On 22/01/13 15:36, Alessandra Forti wrote:
> The only explanation Chris has given about how representative they are
> is that these jobs use the WMS. My reply is: so do ops, atlas, lhcb and
> CMS nagios tests.
Consider
ce01: passes 100% of jobs
ce02: fails 100% of jobs.
Ops test availability is the "OR" of CE availability. If you have one CE
that fails every job, and one that passes, ops availability 100%, even
though a user experiences 50% jobs failing (assuming they hit the CEs
equally).
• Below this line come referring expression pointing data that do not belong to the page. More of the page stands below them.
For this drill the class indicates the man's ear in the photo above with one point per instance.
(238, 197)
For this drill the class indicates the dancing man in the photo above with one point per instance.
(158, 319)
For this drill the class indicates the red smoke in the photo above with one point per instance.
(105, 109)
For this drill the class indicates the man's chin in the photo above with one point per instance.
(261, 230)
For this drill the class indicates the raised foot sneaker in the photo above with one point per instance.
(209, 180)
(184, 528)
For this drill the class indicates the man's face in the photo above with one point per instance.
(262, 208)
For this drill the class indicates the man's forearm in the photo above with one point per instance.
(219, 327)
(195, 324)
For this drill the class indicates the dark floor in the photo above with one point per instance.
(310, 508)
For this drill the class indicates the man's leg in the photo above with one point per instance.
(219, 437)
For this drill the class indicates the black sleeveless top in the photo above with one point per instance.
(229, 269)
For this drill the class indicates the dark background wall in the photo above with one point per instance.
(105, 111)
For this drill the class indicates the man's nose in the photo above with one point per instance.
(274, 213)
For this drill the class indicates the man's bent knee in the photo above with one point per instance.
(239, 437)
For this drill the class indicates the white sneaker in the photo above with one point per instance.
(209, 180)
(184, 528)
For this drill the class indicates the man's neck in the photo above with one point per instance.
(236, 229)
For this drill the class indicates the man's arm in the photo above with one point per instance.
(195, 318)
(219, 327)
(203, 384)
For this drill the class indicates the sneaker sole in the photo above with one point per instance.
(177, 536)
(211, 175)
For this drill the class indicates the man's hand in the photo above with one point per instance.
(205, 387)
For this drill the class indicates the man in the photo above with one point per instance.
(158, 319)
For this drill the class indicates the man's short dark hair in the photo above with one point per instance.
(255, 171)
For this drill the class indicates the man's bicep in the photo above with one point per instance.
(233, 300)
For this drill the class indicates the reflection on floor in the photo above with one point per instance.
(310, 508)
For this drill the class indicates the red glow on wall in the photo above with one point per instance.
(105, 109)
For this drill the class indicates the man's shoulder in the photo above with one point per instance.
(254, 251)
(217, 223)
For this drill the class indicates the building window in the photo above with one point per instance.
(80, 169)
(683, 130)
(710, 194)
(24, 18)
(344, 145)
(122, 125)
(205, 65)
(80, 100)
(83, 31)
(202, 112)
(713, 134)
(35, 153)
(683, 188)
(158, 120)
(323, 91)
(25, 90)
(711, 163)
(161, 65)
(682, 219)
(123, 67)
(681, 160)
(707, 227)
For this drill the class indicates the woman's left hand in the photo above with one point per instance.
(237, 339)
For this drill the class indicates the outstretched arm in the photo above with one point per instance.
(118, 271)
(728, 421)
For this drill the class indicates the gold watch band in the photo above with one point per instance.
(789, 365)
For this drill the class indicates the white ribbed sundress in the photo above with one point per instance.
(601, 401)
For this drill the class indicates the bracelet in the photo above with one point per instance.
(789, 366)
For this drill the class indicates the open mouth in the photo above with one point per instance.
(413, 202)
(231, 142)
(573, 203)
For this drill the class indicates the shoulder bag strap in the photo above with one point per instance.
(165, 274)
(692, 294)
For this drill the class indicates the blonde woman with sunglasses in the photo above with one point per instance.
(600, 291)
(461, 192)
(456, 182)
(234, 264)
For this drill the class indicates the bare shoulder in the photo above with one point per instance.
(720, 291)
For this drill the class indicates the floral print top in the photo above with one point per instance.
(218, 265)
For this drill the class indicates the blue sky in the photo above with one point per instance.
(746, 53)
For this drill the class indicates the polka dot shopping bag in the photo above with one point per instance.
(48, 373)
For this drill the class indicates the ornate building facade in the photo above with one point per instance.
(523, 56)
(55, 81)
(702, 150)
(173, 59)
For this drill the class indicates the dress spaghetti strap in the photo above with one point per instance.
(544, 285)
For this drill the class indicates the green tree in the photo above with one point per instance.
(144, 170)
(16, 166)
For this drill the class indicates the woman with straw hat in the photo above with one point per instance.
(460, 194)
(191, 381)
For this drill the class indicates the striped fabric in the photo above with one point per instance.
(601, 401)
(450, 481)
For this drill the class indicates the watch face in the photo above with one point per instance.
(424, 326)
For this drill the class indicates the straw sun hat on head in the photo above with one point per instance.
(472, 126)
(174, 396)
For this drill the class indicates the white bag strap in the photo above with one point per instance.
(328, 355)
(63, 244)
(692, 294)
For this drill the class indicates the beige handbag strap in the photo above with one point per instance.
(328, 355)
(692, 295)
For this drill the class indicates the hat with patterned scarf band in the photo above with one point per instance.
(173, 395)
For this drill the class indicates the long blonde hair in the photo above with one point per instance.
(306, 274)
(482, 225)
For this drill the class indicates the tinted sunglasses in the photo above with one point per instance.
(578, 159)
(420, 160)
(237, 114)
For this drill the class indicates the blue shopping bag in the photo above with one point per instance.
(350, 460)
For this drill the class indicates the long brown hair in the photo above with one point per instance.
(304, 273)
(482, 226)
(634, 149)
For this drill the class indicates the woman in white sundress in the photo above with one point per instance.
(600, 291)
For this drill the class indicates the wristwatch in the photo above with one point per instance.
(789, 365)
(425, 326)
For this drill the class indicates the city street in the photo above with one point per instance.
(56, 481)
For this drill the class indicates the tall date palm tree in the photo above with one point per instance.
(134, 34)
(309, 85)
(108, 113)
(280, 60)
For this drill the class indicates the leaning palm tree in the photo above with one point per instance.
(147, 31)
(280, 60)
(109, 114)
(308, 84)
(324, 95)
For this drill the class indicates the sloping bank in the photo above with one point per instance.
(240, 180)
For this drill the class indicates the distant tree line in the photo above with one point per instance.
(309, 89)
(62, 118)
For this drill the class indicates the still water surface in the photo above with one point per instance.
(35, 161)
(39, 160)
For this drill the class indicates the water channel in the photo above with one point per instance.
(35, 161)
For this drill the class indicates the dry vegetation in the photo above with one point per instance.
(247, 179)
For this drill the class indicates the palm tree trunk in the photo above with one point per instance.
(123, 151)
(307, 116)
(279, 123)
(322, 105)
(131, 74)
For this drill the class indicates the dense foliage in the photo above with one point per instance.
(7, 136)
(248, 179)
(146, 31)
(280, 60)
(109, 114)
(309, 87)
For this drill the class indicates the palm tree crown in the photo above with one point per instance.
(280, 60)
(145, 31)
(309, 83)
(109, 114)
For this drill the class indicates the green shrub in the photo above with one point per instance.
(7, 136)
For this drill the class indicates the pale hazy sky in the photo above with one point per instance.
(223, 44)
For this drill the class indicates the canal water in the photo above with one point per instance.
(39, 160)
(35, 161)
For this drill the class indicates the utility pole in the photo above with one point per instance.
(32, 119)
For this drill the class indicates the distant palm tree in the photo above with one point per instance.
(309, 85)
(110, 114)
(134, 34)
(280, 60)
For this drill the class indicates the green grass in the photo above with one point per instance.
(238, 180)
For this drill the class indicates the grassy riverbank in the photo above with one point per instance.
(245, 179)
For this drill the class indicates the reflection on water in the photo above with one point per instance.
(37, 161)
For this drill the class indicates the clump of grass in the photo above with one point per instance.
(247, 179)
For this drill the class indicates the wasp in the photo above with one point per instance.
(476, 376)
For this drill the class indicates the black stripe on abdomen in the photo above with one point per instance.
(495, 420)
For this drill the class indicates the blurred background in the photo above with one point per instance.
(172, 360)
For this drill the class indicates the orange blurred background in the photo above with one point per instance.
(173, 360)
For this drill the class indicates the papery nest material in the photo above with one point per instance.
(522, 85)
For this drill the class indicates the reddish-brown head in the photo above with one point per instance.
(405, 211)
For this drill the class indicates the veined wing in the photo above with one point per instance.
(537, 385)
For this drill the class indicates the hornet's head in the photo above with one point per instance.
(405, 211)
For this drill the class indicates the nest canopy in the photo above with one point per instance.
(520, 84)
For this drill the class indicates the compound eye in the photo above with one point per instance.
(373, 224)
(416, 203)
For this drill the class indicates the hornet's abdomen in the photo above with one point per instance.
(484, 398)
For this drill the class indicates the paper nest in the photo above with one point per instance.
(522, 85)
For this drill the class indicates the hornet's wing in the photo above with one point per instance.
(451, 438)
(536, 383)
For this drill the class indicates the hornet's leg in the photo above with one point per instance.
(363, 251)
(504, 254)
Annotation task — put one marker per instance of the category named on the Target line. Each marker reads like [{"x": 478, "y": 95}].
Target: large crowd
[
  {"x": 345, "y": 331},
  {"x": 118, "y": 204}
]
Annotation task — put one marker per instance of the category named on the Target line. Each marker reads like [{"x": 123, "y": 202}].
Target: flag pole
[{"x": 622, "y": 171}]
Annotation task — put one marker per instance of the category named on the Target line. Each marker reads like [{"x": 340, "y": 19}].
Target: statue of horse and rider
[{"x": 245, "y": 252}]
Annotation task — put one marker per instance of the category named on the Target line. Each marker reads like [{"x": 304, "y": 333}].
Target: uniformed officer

Steve's test represents that experience.
And yes, QMUL is now using the Imperial BDII (and causing it some
stress, I'm afraid), to avoid the BDII issues mentioned below.
Chris
>
> cheers
> alessandra
>
> On 22/01/2013 10:58, Peter Gronbech wrote:
>> Hi Alessandra et al,
>> These tests have been a little unreliable in the past but I think
>> Chris's explanation of how they represent jobs from smaller VOs points
>> out that they can provide useful data.
>> I am curious as to why some sites attract more of these jobs than others.
>>
>> RALPP, Manchester, Oxford account for 85% of the jobs.
>>
>> Is this because we have more ce's? (Oxford has 3), Ralpp has 3,
>> Manchester has 3 but only 2 in production.
>>
>> I then wondered why although Oxford and RALPP are doing well (97%)
>> success, why do we fail some times.
>> All the errors from our sites are down to a failed lcg-cp which Kashif
>> believes is down to a time out from the top level bdii at RAL. Chris W
>> has already opened a ticket about this.
>>
>> However the errors at Manchester seem to be down to a CVMFS issue on
>> wn2206180 as they error message is
>> Trying to source:
>> /cvmfs/atlas.cern.ch/repo/sw/software/x86_64-slc5-gcc43-opt/17.6.0/cmtsite/asetup.sh
>> AtlasOffline 17.6.0
>> Failed to find asetup.sh
>>
>> Alessandra, can you check if this is the case, if so your score would
>> probably go to 100%. The question is why don't you see the lcg-cp
>> error. Are you using your own top bdii?
>>
>> Thanks Pete
>>
>
>
|